Ce n’est pas la première fois que les espaces en ligne dédiés aux jeux vidéo sont utilisés comme outils de propagation de discours violents et haineux. Jeudi 14 novembre, l’Anti-Defamation League (ADL), principale organisation de lutte contre l’antisémitisme aux Etats-Unis, a publié un rapport documentant l’omniprésence de contenus antisémites et extrémistes sur la plateforme de vente de jeux vidéo Steam et plus précisément sur ses pages communautaires à travers lesquelles ses utilisateurs peuvent discuter par écrit.
Dans son rapport, relayé par les médias américains Bloombergl’ADL affirme avoir retrouvé les traces de 1,83 million de contenus à caractère extrémiste ou haineux. Parmi eux, des symboles explicitement antisémites intégrant des images nazies, comme la croix gammée ou la figure d’Adolf Hitler, mais aussi des marques de soutien à des organisations terroristes comme l’État islamique ou le Hamas. Le phénomène ne se limite pas à une poignée d’internautes : le rapport note « 1,5 million d’utilisateurs uniques et 73 824 groupes » avoir utilisé au moins un contenu extrémiste ou haineux.
Or, la multiplication de ces contenus sur Steam a des conséquences qui dépassent le cadre de la plateforme, déplore l’ADL. En introduction de son rapport, l’organisation relate l’histoire d’un jeune Turc âgé de 18 ans, auteur d’une attaque au couteau au cours de laquelle il a blessé plusieurs personnes, le 12 août, dans la ville d’Eskişehir. Selon une enquête de l’ADL, Arda K. avait, d’une part, écrit un manifeste pour la suprématie blanche et, d’autre part, publié de nombreux contenus extrémistes et haineux sur Steam.
Des messages particulièrement viraux
Selon le rapport, des milliers d’utilisateurs des forums de la plateforme « glorifier les extrémistes violents, tels que les tireurs de masse de la suprématie blanche ». Ils adoptent des avatars représentant certaines de ces figures du terrorisme et multiplient les références, photos à l’appui, à des attentats comme celui commis en 2019 par le suprémaciste Brenton Tarrant contre deux mosquées de la ville de Christchurch, en Nouvelle-Zélande.
Selon l’ADL, ce discours est diffusé notamment par le biais de copier-coller (littéralement « copier-coller », en anglais, en référence à « copier-coller »), méthode populaire dans les communautés de jeux en ligne qui consiste à republier des milliers de fois le même message afin d’inonder un forum ou un chat. Parmi les quelque 1,18 millions de cas uniques de copier-coller potentiellement extrémistes et haineux, 54 % tenaient un discours suprémaciste, tandis que 4,68 % étaient antisémites.

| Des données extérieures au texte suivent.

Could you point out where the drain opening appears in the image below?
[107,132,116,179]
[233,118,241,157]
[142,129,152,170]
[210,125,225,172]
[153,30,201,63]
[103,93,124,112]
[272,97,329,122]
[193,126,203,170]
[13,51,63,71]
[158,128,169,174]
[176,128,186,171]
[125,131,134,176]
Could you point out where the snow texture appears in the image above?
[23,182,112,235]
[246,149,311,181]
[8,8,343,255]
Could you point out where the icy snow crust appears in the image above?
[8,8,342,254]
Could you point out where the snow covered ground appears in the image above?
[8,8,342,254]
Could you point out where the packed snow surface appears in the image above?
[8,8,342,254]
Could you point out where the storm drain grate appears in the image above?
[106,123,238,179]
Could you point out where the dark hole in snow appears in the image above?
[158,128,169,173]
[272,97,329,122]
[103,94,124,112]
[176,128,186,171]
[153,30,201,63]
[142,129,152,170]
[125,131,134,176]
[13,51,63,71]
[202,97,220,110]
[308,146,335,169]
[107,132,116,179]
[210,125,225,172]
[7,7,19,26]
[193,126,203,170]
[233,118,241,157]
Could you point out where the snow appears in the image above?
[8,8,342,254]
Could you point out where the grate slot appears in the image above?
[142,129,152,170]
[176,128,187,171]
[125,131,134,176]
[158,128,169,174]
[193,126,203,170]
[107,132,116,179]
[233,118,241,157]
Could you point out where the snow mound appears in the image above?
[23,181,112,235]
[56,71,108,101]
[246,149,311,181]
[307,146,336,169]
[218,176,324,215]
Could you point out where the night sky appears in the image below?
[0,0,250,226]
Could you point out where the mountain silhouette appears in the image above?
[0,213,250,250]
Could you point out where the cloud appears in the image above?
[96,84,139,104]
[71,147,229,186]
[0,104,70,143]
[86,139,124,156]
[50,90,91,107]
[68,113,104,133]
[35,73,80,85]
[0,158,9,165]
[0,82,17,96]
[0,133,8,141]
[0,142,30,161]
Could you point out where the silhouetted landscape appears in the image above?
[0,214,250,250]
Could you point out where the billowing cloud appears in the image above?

Véritable vitrine individuelle ou collective dans ces espaces communautaires, la photo de profil est elle aussi massivement détournée à ces fins. Les auteurs du rapport de l’ADL ont identifié plus de 800 000 profils d’internautes ou de groupes « dont les avatars contenaient des symboles extrémistes ou haineux ». Parmi elles, les plus populaires sont les reprises tordues du personnage de fiction Pepe la grenouille, devenu la mascotte de l’alt-right américaine, mais aussi les croix gammées, les aigles nazis ou les logos d’organisations terroristes.
Steam, propriété de la société américaine Valve Corporation, a par le passé supprimé une certaine quantité de contenus extrémistes – la plateforme est même légalement obligée de le faire dans de nombreuses juridictions. Mais l’entreprise n’a jamais abordé la dimension systémique du problème, selon l’ADL qui dénonce « L’approche très permissive de Valve en matière de politique de contenu ». Contacté par Le mondeValve Corporation n’avait pas répondu au moment de la publication de cet article.